Some recent moves, meanwhile, have left the control board vulnerable to criticism. For instance, it pumped up to $66 million into commuter rail operator Keolis Commuter Services with little discussion despite six years of poor on-time performance, notably during the snow crisis.

 "That should remain a thing of the past," said Atanasov. "This is business as usual, not the transparency and good management that officials keep promising. Getting contracting right is integral to cutting costs, improving performance and outsourcing noncore functions."

According to Baker, the T will use state contracts at better prices and terms – an option it often shunned in the past -- for procurements such as locomotives, phone and wireless service, parking lots, commuter rail and the Green Line extension.

It is also soliciting bids for positive train control, a federally mandated safety system that advocates say could have prevented fatal accidents on an Amtrak train outside Philadelphia and a Metro-North Railroad commuter train in New York City's Bronx borough in the past three years.

Two weeks ago the MBTA issued a request for qualifications regarding an automated fare payment system. New York MTA has a request for proposals out for a similar project.

ABC's Dimino warned that Greater Boston mass transit must accommodate further business growth amid a nationwide back-to-the-city thrust.
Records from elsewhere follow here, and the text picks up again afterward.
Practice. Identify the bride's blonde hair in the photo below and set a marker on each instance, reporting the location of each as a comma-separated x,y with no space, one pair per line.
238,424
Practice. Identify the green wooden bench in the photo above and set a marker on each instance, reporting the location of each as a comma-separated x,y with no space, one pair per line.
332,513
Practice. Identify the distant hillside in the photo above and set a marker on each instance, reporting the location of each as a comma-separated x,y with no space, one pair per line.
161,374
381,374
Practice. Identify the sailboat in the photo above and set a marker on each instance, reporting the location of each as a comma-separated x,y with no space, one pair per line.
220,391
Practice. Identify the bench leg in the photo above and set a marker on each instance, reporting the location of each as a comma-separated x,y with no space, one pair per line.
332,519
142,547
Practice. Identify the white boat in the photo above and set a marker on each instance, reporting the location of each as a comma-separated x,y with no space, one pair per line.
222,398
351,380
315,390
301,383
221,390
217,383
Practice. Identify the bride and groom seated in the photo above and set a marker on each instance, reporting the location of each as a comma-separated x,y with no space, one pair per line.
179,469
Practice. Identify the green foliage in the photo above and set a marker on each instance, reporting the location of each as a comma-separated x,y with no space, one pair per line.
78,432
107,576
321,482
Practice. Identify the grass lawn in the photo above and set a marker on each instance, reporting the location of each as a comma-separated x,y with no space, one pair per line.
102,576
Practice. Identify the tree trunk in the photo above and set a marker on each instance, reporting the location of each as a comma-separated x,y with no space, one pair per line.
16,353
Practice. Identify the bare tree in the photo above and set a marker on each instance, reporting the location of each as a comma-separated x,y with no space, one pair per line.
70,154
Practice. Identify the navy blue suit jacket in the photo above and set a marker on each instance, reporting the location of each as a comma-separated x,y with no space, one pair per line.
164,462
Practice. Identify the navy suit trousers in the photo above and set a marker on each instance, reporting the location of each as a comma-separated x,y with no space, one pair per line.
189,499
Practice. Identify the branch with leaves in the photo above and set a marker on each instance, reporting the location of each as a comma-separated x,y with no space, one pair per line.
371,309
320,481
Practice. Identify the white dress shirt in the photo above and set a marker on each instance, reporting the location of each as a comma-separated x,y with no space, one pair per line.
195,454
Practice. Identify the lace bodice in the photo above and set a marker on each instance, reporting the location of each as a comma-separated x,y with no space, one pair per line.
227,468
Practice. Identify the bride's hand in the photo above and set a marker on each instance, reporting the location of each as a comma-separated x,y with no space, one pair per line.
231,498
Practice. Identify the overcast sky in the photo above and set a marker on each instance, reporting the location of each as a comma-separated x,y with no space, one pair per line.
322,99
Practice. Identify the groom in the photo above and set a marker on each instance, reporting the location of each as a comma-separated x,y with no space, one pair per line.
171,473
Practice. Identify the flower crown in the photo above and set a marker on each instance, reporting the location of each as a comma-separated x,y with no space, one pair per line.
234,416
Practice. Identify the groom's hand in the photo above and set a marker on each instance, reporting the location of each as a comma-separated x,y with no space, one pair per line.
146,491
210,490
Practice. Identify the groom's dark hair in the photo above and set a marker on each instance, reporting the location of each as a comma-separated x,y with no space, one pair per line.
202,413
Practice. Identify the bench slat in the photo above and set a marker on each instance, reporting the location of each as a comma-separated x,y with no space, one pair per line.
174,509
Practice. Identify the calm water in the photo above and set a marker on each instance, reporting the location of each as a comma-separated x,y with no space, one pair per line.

General Electric Co., moving in from Fairfield, Conn., intends to build a 12-story complex in the booming Seaport District along the South Boston waterfront, which according to ABC has experienced 20 million square feet of development since 1997. The district's primary transit feeder to nearby South Station is the Silver Line bus, which is already at 128% capacity.

Other large employment clusters include the vast Longwood medical district in Boston and Kendall Square in Cambridge, which adjoins Massachusetts Institute of Technology.

"I would hate to see us positioned as a place where people are not coming here because they can't get here," said Dimino. "There's a positive type of energy around cities these days. You see it in San Francisco, D.C., New York and even parts of Chicago.

"Frankly, we haven't gotten our arms around it yet."

Dimino favors a transportation infrastructure agency patterned after the Massachusetts School Building Authority, a conduit issuer the legislature formed in 2004 to replace a predecessor agency that critics said spiraled out of control.

Rhode Island last year also started a similar agency to fortify school construction through bond issuance.

"Do we take the next wave of investments and technology and put that into such an authority," said Dimino. "Or do we make the existing governance into a real 21st century agency?"